Bond yields have risen significantly. If the world heads for a recession this is a buying opportunity. In the short term the narrative “high inflation, central banks raising rates = sell bonds” seems to be coming to an end. Although there may be another last hurrah as the US central bank looks to rein in the stock market optimism. 

And the mix of higher volatility, leading to deleveraging of risk parity trades and momentum means yields could yet go higher. We are invested for bond yields to reverse.   


Asset allocation

After being very expensive for a number of years, stock markets are now merely expensive. Debt levels are extremely high. Earnings growth had been really strong but has come to a halt. There are signs it is starting to reverse.

Markets are supported to a great degree by central banks and governments. Policy error is every investor’s number one risk.

But, any number of other factors could force this off course and see unexpected inflation. COVID mutations could disrupt supply chains again. Chinese/developed world tensions might rise further, leading to more tariffs. Or, China might reverse its tightening on property sectors. 

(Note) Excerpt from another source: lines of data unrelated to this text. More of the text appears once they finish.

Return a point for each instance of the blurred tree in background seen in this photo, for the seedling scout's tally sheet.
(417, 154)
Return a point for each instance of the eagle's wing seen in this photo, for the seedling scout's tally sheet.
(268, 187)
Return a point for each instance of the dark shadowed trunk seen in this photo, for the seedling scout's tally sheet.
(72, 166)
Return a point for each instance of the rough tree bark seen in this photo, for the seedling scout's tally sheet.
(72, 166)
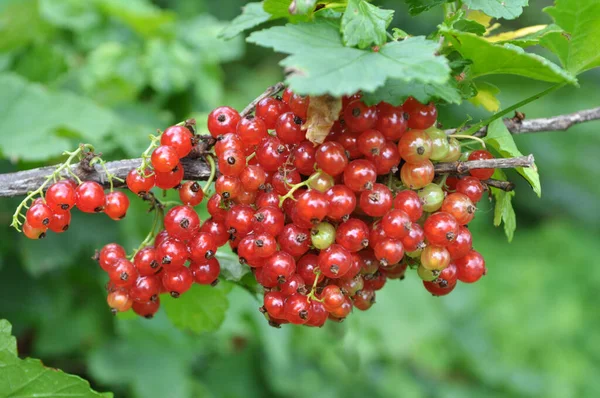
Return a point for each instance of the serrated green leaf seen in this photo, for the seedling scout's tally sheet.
(71, 14)
(418, 6)
(201, 309)
(490, 59)
(579, 50)
(486, 96)
(281, 9)
(38, 137)
(499, 138)
(503, 209)
(364, 24)
(321, 64)
(507, 9)
(469, 26)
(30, 378)
(253, 14)
(397, 91)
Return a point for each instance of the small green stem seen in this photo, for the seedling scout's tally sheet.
(66, 165)
(469, 137)
(476, 127)
(311, 295)
(213, 172)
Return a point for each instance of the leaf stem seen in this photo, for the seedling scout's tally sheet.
(475, 128)
(66, 165)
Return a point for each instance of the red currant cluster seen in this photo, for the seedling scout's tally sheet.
(319, 225)
(161, 267)
(53, 211)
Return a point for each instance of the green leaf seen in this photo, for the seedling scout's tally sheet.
(418, 6)
(486, 96)
(72, 14)
(396, 92)
(503, 210)
(579, 50)
(469, 26)
(364, 24)
(30, 378)
(253, 14)
(490, 59)
(281, 9)
(39, 136)
(321, 64)
(499, 138)
(507, 9)
(141, 16)
(201, 309)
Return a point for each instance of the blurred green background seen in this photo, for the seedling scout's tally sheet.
(109, 72)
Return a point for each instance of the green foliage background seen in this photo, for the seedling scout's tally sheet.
(109, 72)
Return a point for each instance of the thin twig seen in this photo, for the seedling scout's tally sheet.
(503, 185)
(267, 93)
(464, 167)
(518, 125)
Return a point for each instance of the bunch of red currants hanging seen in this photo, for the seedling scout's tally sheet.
(323, 226)
(53, 210)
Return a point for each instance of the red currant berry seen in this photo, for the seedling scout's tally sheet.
(304, 158)
(353, 235)
(409, 202)
(191, 193)
(171, 253)
(60, 197)
(170, 179)
(299, 105)
(39, 215)
(482, 174)
(342, 202)
(471, 187)
(471, 267)
(289, 128)
(147, 310)
(60, 222)
(182, 222)
(123, 273)
(177, 281)
(138, 183)
(34, 233)
(223, 120)
(297, 309)
(441, 229)
(377, 201)
(269, 109)
(359, 117)
(360, 175)
(145, 261)
(462, 245)
(391, 121)
(178, 138)
(335, 261)
(331, 158)
(146, 288)
(420, 116)
(417, 175)
(206, 273)
(164, 159)
(89, 197)
(294, 240)
(252, 130)
(116, 204)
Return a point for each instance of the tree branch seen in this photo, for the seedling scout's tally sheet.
(518, 125)
(502, 163)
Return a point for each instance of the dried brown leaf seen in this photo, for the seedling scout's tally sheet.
(323, 111)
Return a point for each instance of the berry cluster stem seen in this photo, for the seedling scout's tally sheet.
(56, 175)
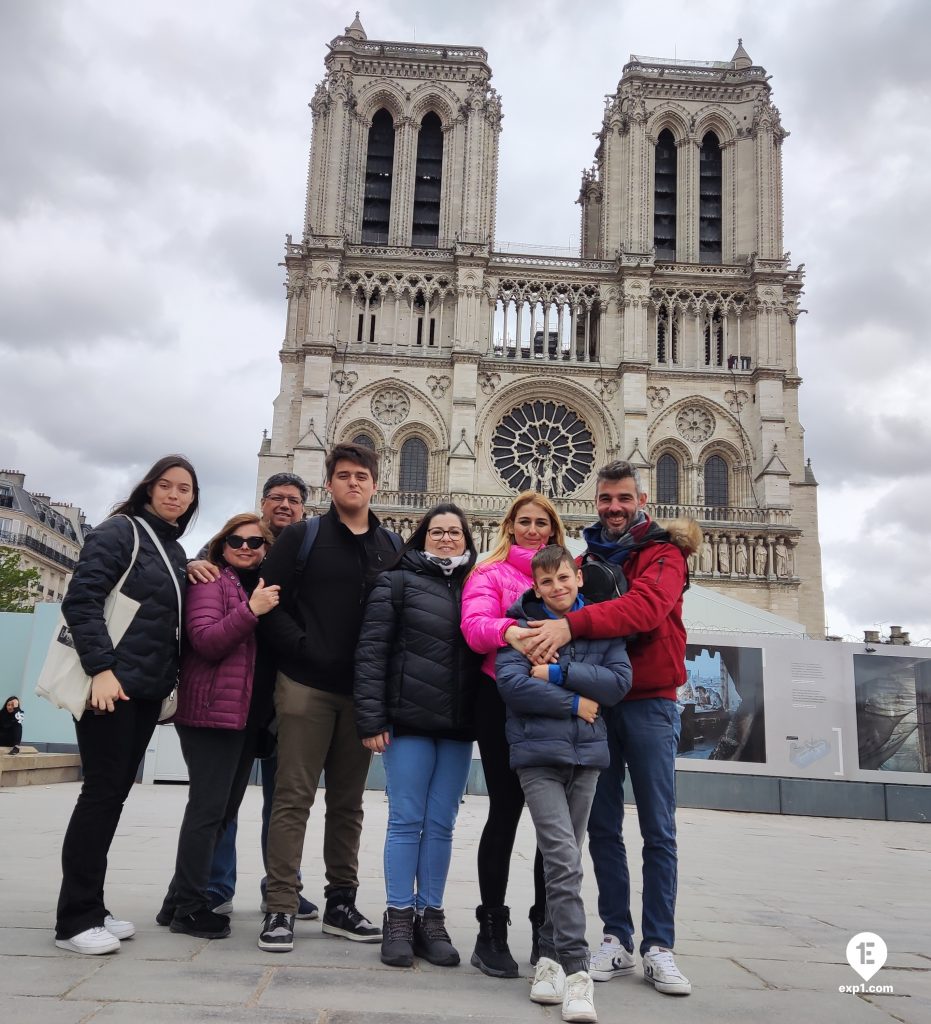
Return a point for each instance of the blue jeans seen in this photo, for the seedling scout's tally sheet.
(222, 873)
(642, 736)
(426, 780)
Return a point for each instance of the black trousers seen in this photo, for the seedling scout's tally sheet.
(112, 744)
(219, 763)
(505, 802)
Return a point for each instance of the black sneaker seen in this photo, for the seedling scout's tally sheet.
(343, 918)
(397, 932)
(166, 914)
(305, 909)
(277, 935)
(431, 940)
(203, 924)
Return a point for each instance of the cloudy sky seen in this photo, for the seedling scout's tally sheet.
(155, 155)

We are significantly underweight Australian shares, and as noted above, overweight bonds, with the view that the Australian market is more quickly affected by rising interest rates and more affected by a global recession: 

Performance Detail

Portfolio Characteristics

Core International Performance 

February was back to risk-off for international stocks in US dollar terms. However, aided by a falling Australian dollar our international portfolio finished the month up 2.5%. While the currency was a key contributor our stock selections in local currency terms outperformed everywhere but Asia/Pacific. Defensives and a continued recovery in Meta boosted performance. Alphabet (Google) and American Tower Corp provided the biggest drag on performance.





Core Australia Performance 

Australian indices fell significantly over the month led by the bank stocks in particular. Being significantly underweight banks and resources meant that our Australian portfolio outperformed in the falling market.